Would you like to listen to what amount to verbal tweets while you are driving: short 42 second messages from friends, musicians, news reporters, thought leaders, comedians and others?

Well, technology from ASX-listed Israeli company HearMeOut will interest you. The company has developed a platform and smartphone apps to do just that, and has now made its service accessible while driving.

HearMeOut says its platform “enables users to share and listen to 42‐second audio posts through the platform’s native feeder on other social networks, such as Twitter or Facebook,” and that through its app, “people can express their authentic voice and put their unique signature on social media interactions.”

The company has now announced it has developed a working prototype of a device, which it calls Hoop, that will enable drivers to have full access to all the features of the HearMeOut platform direct from the steering wheel of their car, without linking to any other platform.

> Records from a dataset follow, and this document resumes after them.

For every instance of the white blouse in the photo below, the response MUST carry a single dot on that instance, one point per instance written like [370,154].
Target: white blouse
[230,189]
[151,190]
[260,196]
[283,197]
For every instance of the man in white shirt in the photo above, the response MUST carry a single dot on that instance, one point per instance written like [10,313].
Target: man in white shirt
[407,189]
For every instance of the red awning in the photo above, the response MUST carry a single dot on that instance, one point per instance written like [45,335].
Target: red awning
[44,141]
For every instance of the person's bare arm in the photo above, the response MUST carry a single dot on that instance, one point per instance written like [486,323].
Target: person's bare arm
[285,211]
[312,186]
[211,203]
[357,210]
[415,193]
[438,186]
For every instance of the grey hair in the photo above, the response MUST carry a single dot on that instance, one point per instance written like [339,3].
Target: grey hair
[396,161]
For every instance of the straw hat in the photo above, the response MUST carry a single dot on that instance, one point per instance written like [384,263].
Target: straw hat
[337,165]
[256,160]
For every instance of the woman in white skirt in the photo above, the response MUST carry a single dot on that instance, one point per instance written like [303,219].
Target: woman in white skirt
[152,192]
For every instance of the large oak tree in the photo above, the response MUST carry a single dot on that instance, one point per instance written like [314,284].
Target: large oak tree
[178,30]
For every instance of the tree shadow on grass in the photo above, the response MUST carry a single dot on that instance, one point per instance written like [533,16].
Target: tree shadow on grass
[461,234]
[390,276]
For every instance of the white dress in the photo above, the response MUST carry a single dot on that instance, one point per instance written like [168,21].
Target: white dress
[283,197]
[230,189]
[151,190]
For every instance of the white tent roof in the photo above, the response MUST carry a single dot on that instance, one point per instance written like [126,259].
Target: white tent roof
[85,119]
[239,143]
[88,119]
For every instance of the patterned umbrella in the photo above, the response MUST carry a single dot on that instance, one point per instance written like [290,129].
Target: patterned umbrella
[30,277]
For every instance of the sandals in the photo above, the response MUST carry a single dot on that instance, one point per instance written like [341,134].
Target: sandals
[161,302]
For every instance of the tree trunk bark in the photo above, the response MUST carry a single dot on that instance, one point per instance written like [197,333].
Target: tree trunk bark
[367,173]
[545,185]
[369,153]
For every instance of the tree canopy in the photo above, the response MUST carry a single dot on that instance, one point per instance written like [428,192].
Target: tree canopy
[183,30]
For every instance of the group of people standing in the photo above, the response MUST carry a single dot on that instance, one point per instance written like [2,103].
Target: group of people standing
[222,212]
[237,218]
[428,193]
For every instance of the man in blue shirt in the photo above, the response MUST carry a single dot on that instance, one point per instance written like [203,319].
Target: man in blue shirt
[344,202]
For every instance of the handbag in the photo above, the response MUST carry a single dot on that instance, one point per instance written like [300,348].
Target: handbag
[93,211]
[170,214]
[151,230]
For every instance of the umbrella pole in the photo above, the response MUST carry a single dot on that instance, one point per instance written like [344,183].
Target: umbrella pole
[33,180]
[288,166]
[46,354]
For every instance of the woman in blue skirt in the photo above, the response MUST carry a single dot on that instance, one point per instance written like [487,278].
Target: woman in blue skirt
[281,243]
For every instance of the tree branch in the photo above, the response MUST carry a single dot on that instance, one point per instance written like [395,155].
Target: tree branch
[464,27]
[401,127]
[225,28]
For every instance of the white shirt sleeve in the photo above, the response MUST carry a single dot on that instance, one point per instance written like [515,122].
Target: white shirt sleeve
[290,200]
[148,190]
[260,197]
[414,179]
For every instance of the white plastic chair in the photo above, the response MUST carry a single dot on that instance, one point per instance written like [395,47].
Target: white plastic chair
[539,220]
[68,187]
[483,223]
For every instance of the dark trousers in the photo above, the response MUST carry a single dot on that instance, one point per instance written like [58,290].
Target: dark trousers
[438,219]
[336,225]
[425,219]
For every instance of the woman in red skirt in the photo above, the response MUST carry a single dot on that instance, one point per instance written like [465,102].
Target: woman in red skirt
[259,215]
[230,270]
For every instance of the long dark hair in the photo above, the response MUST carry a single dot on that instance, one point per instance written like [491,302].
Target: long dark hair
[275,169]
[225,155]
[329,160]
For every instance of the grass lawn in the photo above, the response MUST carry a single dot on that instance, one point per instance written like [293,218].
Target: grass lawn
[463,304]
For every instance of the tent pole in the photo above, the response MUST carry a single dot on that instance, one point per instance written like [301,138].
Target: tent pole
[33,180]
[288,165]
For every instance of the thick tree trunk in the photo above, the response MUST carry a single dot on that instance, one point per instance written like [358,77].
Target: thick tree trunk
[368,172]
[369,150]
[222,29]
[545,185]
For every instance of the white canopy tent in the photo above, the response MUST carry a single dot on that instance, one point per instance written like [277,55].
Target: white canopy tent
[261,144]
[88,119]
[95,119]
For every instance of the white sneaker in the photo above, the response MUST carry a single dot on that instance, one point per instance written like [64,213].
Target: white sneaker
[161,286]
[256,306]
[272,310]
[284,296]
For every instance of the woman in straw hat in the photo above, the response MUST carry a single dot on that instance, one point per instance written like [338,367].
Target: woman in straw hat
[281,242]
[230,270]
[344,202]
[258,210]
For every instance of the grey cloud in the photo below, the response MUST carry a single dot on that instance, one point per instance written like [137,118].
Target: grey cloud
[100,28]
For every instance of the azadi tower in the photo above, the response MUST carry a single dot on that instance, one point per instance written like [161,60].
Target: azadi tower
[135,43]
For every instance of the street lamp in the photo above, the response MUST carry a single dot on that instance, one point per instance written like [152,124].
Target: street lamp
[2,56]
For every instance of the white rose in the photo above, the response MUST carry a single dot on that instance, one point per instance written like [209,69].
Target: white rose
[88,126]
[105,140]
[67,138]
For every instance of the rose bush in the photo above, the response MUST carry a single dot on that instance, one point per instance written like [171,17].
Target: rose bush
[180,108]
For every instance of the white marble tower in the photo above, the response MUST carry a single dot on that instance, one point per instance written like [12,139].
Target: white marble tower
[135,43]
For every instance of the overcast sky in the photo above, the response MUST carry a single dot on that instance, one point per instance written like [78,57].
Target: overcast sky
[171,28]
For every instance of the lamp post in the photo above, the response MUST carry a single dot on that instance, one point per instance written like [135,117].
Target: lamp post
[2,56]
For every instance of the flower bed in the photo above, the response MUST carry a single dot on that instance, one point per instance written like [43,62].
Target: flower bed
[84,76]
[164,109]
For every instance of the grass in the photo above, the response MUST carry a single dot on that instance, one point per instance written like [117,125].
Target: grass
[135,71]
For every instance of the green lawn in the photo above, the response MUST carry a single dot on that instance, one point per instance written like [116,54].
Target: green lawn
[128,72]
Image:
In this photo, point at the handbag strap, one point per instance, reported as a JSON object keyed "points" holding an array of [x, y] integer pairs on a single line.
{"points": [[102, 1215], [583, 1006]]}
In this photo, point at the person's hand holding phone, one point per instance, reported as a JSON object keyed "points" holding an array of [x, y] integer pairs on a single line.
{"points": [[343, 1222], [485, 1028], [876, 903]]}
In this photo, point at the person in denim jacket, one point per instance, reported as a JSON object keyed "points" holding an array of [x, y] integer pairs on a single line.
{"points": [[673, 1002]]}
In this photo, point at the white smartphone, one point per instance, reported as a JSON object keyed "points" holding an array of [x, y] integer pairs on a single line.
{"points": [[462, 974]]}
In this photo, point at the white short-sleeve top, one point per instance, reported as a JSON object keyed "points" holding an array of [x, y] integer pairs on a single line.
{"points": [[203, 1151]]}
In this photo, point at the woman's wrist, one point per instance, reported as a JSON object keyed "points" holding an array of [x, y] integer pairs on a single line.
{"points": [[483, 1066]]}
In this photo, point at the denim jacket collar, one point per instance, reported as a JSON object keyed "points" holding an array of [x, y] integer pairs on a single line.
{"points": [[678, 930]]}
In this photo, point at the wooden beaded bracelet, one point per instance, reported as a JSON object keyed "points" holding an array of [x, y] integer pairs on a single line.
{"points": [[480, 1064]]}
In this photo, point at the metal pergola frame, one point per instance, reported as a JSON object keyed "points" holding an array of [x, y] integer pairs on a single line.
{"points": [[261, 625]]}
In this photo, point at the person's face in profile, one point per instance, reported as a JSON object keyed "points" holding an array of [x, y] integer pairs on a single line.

It says Hoop is compatible with any car steering wheel, and will let drivers safely use the HearMeOut platform with both hands on the wheel. It is being developed in conjunction with DSP Group, a global provider of wireless chipsets for converged communications.

HearMeOut describes Hoop as a natural extension of its existing connected car strategy. It has a distribution agreement with Ford for the implementation of its technology with Ford’s Applink Sync platform in the US, UK and Ireland.

The company has joined Spotify and Waze in a program overseen by the SmartDeviceLink consortium that includes a number of car manufacturers and brands including Toyota, Lexus, Lincoln, Mazda, Subaru, Suzuki, Peugeot, Citroen and Daihatsu.

SmartDeviceLink is a system to standardise the connection between in-vehicle infotainment systems and smartphone applications 

While having short messages being whispered into their ear while they drive might not excite many drivers. HearMeOut CTO and co- founder, Lior Menashe, claims the development of Hoop to be “globally significant,” because “for the first time ever a user can seamlessly engage with the HearMeOut platform regardless of the technology in the car.”

Hoop’s development, he says,  “positions HearMeOut as a global leader in the ‘connected car’ space.”

HearMeOut has a market valuation of $11.8 million and in Q3 2017 was rated sixth in the social platform category on Apple’s US App Store, below Facebook and WhatsApp.

The company claims its popularity is being driven by the increasing use of voice for interaction with online systems. It cites figures estimating that 20 percent of mobile queries are now voice searches, and says this number is expected to reach 40 percent by 2018. Also, the company says 40 percent of millennials use voice activated intelligent assistants.

On some estimates, quoted by Microsoft at a presentation in Sydney, within a few years people will spend more time talking to machines than talking to their spouse.

Against this background HearMeOut says it has a vision to become the leading social network. The means to achieve this, it says, will be to establish sustainable growth by expanding its assets in three main areas: automotive, entertainment and technology.

In the field of entertainment the company plans to work with media companies, broadcasters and celebrities to gain content and reach. It also plans to recruit influencers from various categories.

On the technology front the company says its application programming interface (API) is in constant development to fit various wearable devices and voice assistance hardware.

It has also foreshadowed Hoop 2 “an upgraded device that features an entire closed ecosystem based on HearMeOut’s services and platform.”

The company is also doing OEM development for car companies to enables one-to-one, one-to-group and one-to-many communication via third parties and social networks.